I tried then to rerun my initial example of 3D waveguide photonic crystal consisting of the dielectric prism and elliptical vacuum hole in it, and solving for n_bands = 2 and n_bands = 3, and here is what I see:
When I solve for n_bands = 3, run_te solver
And here is where I use n_bands = 2, run_te solver (same resolution, and same mesh_size)
So, it is maybe related to the fact that when I ask only for 2 modes, the choice of the second mode is frustrating for the solver? It would be interesting to hear your opinion on that, Thank you, and with best regards, Vadim
Code for triangular waveguide nanobeam.py file:
# Global parameters:
# # height of the prism
# h = 0.15 # units of um
# # width of the beam
# w = 0.3 # units of um
import meep as mp
from meep import mpb
import numpy as np
from matplotlib import pyplot as plt
from matplotlib import font_manager as fm
import matplotlib.colors as mcolors
import shutil as sh
fontpath = '/home/yy3/.fonts/times.ttf'
prop = fm.FontProperties(fname=fontpath, weight = 'ultralight')
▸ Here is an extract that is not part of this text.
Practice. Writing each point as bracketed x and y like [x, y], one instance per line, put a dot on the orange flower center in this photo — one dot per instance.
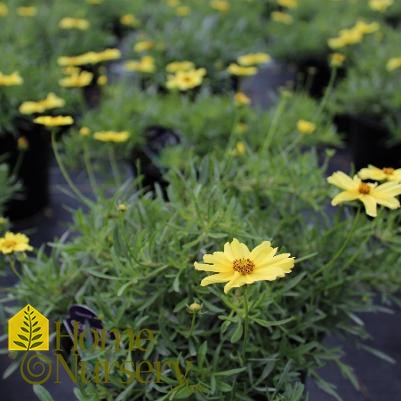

plt.rc('text',usetex=False)
plt.rc('xtick', labelsize=8)
plt.rc('ytick', labelsize=8)
plt.rc('axes', labelsize=8)
# width as measured in inkscape
width = 3.487
height = width / 1.618
#%matplotlib inline
import os
from datetime import datetime
import scipy
from scipy import interpolate
from scipy import optimize
import numpy as np
import pandas as pd
import pickle
import time
import h5py
class analyze_geometry:
c = 300.0 #um*THz speed of light
def __init__(self, a = 1.0, h = 0.2, w = 0.4,res = 64, sc_y = 2, r = None, sc_z = 2, n_Host = 1.0, n_SiC = 2.6, k_point_x = None, plot = True):
"""
h: height of the beam # um
w: full top width of the beam
sc_.. : width of the computational cell (in a)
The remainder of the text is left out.